GMB general secretary Gary Smith described the situation as a “disaster for workers”, while criticising the government for “doing nothing.”

But as prices outpace public sector pay, and the likes of civil servants, NHS workers and teachers face the biggest squeeze in pay in 20 years, many companies enjoy high levels of profit, something that is exacerbating the discontent.

Energy companies, for example, have seen their profits increase by billions of pounds as a result of price spikes.

What has the government said?

Despite being faced with a wave of strikes and a ‘summer of discontent’, Boris Johnson says pay rises are not the solution to a surge in prices. Backtracking on the promises just eight months ago to make the UK a high-wage economy, the prime minister is now calling for wage restraint.  

In its ‘Price and Profits After the Pandemic’ report, the IPPR argues that, instead of wage restraint, profit restraint measures must be part of the government’s policy toolkit to tackle inflation.

The government is also coming under fire for plans to reduce controls on City bosses’ pay.  A leaked copy of a letter from a cabinet office minister to the chancellor seen by the i newspaper, reveals plans to remove restrictions on director and non-executive director remuneration.

What’s the reaction been like?

A poll published late on the first day of the rail strikes shows a majority of adults in the UK feel the strikes are justified.

RMT boss Mick Lynch has also won praise for his performances on the media rounds to defend the strikes.

Other unions and sectors will be keeping a close eye on negotiations taking place between RMT and Network Rail over better pay and conditions. Reports say Boris Johnson told his Cabinet on Tuesday that Britain must be prepared to “stay the course, with The Times reports the rail strike stalemate could last for months. Elsewhere, though, there are talks of offers of a 6 per cent pay rise, though that’s still some way off the 7/8 per cent demanded by the RMT.

It looks likely that the battleground for better pay and conditions will spread. The National Education Union has said that unless teachers receive a pay offer closer to inflation, it plans to ballot its 450,000 members.

And the cost of living crisis is already sparking widespread protests.

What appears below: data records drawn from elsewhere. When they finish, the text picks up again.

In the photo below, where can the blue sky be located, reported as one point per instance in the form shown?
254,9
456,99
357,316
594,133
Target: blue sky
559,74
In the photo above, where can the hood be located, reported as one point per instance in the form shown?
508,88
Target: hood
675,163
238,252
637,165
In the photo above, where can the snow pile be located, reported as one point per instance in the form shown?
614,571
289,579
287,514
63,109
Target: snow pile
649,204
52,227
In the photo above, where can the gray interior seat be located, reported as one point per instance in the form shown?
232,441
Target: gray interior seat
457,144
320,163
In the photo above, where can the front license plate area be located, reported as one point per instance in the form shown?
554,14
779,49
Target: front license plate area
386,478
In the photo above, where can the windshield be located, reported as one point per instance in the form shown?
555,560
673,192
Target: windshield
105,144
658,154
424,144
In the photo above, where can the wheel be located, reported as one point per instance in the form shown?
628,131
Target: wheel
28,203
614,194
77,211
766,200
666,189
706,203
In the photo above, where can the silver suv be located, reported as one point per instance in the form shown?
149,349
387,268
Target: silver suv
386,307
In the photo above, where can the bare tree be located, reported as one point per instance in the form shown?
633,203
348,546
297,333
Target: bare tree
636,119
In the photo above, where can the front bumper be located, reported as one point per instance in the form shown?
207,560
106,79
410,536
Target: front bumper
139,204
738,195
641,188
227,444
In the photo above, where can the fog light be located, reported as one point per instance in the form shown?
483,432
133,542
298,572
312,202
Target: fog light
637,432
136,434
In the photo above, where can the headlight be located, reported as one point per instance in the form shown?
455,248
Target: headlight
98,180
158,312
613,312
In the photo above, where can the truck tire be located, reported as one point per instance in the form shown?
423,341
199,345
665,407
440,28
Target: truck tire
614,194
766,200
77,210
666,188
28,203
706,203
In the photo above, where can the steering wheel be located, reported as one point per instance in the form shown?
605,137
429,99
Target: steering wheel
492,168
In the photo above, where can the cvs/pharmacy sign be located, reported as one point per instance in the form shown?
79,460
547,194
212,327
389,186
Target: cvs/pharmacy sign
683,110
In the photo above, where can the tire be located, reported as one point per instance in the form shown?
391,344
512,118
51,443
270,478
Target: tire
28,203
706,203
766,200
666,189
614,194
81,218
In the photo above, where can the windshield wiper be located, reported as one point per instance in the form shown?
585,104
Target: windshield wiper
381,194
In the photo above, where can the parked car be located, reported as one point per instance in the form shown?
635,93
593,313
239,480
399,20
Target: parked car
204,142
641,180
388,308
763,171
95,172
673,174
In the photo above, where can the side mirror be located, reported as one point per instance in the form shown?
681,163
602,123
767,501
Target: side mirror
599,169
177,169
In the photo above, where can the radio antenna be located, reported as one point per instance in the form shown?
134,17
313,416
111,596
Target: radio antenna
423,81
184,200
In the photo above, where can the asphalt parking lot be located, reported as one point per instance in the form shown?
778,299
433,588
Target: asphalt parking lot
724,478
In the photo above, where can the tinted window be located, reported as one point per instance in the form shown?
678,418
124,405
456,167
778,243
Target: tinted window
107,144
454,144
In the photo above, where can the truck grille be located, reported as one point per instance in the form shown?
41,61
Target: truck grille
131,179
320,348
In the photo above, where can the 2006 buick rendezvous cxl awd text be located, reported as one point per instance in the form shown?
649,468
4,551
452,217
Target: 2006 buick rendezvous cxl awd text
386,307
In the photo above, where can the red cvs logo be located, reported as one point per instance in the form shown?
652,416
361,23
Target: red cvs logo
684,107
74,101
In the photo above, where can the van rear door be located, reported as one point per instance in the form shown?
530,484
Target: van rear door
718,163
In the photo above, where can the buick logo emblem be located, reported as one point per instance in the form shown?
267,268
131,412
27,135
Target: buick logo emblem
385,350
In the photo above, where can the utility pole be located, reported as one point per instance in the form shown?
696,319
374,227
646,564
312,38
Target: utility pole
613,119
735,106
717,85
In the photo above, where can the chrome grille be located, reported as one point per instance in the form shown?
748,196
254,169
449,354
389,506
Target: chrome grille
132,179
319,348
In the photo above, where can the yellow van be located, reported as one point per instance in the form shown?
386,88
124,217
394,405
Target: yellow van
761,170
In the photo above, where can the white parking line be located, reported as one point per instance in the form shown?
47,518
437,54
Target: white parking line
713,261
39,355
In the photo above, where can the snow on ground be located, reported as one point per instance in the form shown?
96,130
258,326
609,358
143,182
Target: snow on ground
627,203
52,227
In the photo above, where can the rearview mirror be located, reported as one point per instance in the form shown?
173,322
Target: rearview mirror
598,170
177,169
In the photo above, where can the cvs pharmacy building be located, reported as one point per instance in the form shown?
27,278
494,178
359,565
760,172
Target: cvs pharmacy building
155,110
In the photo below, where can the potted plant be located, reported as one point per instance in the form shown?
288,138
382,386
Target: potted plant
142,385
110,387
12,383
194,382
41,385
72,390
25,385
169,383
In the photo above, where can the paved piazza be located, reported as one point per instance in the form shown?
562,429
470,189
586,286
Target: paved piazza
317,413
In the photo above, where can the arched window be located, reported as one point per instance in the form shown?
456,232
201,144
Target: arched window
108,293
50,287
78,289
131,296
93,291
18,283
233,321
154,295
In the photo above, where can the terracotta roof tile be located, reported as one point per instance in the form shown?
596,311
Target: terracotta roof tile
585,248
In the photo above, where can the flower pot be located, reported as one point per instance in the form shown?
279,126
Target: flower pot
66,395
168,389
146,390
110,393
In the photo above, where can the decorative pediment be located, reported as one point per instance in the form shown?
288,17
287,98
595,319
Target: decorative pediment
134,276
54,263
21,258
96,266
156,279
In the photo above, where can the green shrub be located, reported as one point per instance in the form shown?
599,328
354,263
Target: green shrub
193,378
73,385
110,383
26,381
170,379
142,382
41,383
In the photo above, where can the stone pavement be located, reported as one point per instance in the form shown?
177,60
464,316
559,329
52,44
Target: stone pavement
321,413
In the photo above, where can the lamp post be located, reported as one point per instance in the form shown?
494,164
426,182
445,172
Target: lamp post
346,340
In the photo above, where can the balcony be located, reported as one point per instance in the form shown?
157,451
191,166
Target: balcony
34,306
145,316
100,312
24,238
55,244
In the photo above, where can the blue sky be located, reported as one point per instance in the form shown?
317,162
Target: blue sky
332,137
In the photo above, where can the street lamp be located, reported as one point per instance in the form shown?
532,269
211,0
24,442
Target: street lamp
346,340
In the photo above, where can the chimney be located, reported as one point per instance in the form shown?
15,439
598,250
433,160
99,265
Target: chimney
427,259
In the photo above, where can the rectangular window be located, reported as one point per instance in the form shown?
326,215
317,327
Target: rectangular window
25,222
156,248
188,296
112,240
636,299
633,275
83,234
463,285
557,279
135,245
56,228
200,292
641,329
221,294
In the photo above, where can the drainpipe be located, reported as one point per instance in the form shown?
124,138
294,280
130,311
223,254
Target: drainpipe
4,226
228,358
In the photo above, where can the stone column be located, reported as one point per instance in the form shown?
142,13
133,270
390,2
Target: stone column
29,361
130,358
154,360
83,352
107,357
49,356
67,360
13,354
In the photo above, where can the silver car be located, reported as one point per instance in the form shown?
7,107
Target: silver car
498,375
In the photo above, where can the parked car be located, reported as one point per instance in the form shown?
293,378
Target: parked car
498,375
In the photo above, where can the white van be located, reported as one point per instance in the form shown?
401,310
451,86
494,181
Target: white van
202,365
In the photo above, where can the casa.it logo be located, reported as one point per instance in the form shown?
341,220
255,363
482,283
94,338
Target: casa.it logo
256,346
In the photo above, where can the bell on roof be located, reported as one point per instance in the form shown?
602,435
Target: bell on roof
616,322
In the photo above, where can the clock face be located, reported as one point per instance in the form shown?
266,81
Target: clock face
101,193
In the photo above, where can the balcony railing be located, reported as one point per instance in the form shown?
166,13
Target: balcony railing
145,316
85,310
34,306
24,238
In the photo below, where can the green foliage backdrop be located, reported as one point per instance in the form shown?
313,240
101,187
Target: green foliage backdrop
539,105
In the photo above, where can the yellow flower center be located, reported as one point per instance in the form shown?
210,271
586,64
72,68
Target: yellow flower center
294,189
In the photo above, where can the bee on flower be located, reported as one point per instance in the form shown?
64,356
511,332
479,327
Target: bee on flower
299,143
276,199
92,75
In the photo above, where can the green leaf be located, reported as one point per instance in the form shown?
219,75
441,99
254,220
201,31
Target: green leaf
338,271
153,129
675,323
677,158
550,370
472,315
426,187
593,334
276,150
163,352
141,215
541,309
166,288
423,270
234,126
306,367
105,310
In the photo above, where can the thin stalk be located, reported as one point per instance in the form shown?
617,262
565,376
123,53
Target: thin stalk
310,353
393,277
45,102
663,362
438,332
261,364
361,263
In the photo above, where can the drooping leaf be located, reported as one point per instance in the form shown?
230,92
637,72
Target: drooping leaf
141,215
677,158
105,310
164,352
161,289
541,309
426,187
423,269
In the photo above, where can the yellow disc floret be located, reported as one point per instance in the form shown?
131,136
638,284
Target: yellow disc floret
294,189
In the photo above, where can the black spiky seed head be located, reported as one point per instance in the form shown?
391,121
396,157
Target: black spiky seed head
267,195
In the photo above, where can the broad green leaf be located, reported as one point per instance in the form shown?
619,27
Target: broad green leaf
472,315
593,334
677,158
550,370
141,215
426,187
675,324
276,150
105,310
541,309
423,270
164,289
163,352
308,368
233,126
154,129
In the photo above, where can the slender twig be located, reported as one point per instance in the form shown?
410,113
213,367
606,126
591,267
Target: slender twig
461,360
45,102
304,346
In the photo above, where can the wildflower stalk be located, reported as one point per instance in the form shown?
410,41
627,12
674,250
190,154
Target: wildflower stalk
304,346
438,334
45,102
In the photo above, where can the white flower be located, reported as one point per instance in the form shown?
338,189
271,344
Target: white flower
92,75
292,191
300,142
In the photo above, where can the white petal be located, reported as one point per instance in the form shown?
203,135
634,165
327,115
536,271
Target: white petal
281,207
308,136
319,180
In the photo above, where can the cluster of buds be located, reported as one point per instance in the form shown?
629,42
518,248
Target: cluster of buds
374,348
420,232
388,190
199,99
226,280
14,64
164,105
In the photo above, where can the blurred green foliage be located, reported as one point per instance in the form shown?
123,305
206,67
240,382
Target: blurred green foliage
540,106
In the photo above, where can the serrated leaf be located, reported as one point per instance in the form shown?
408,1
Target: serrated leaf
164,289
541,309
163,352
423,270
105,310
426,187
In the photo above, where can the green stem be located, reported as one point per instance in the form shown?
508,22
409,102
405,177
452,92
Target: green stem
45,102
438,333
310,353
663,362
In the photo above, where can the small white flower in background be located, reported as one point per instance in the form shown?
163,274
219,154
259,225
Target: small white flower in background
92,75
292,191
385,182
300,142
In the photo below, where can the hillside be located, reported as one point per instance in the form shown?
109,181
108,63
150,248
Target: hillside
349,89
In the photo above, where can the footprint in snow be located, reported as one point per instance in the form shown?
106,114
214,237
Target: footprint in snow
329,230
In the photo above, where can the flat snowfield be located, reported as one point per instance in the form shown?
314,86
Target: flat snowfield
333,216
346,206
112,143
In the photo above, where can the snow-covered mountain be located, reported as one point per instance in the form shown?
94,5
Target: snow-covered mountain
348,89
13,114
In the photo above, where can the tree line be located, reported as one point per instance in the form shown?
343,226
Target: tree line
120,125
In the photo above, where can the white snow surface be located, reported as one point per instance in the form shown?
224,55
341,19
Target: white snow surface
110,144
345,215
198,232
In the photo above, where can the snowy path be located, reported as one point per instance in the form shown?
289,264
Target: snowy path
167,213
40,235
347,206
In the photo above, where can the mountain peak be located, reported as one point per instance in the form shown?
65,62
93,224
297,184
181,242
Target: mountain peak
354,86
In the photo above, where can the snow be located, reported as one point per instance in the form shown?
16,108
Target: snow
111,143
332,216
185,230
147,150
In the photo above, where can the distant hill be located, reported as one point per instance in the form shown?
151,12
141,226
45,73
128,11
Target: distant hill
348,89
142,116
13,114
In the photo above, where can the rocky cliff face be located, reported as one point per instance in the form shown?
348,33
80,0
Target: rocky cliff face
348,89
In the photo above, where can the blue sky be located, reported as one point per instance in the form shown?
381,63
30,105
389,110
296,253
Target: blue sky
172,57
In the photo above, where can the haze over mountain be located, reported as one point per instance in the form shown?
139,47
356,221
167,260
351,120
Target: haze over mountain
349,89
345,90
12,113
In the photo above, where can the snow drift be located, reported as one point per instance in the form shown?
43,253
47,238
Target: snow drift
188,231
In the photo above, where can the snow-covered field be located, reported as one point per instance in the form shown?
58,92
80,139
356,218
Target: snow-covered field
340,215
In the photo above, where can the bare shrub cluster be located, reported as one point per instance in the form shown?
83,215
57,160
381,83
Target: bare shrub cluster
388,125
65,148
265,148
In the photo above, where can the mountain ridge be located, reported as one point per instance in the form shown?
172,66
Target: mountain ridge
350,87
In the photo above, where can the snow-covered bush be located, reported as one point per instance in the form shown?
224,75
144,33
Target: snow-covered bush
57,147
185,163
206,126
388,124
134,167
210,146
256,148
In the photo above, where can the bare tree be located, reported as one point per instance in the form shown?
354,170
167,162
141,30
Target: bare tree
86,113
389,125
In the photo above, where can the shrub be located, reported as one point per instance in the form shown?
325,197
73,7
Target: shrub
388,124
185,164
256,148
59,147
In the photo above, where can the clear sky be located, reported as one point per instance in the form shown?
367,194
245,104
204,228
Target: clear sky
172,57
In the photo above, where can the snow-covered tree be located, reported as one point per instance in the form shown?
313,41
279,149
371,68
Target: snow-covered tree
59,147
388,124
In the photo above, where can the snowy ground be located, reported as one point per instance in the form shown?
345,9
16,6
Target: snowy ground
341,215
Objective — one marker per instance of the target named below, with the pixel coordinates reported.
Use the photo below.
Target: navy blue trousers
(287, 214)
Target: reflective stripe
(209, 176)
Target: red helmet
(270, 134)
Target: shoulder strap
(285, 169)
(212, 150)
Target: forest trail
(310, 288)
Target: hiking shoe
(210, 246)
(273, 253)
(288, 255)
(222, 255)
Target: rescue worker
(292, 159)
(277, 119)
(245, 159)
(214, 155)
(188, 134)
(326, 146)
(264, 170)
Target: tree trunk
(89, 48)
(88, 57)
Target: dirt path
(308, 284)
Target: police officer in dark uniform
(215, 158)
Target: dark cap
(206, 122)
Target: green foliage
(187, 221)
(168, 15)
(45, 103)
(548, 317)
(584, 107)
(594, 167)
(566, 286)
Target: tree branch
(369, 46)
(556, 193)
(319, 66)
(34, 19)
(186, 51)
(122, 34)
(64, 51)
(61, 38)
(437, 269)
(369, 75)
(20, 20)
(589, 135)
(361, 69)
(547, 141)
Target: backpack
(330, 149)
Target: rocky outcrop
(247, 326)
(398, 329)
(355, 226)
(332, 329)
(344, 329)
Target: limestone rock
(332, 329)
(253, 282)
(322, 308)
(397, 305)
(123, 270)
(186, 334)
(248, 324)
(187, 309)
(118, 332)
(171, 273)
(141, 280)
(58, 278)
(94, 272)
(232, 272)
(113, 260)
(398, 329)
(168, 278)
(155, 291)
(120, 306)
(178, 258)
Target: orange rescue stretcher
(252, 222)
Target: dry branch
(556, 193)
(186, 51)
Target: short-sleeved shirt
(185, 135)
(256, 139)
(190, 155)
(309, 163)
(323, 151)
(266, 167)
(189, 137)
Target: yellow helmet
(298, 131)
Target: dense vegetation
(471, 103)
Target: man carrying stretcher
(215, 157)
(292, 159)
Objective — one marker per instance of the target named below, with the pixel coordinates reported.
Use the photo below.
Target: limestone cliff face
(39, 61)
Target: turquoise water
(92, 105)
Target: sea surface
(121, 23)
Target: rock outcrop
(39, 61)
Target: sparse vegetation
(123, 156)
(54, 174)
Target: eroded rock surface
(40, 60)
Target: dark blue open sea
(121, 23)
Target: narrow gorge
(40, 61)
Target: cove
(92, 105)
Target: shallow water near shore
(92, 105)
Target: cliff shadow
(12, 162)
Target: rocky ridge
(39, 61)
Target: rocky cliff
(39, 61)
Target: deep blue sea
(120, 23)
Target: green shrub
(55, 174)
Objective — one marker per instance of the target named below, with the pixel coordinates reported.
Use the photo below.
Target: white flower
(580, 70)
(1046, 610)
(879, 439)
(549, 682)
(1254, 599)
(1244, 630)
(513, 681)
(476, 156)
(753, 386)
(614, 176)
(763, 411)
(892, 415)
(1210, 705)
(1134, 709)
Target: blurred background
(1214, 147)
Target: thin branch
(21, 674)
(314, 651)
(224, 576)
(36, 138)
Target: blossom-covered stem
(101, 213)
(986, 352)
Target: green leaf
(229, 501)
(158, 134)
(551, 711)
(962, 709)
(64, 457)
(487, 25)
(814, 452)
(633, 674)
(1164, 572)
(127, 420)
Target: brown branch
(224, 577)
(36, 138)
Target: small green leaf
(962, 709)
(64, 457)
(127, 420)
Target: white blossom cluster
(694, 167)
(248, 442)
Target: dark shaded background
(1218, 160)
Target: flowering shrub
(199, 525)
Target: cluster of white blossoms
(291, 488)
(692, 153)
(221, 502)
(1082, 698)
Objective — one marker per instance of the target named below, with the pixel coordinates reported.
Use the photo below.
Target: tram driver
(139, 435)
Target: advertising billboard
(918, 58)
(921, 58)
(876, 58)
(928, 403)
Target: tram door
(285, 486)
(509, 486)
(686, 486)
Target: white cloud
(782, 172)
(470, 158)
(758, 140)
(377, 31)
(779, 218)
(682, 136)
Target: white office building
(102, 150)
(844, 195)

Last weekend, anger over unfair pay and lack of government support was expressed on the streets of the capital when thousands of public sector workers gathered in Parliament Square. Organised by the TUC, protesters called on the government to make a “better deal” for people struggling to cope with surging inflation.

Frances O’Grady, TUC general secretary, who spoke at the rally, said it was “gut wrenching” to hear how workers were struggling.

Saying the PM was “cynically abandoning” his commitment to a high-wage economy, O’Grady said: “He and other ministers are treating workers like Oliver Twist by telling them not to dare ask for a decent pay rise. The last thing we need right now is for wages to be held down.”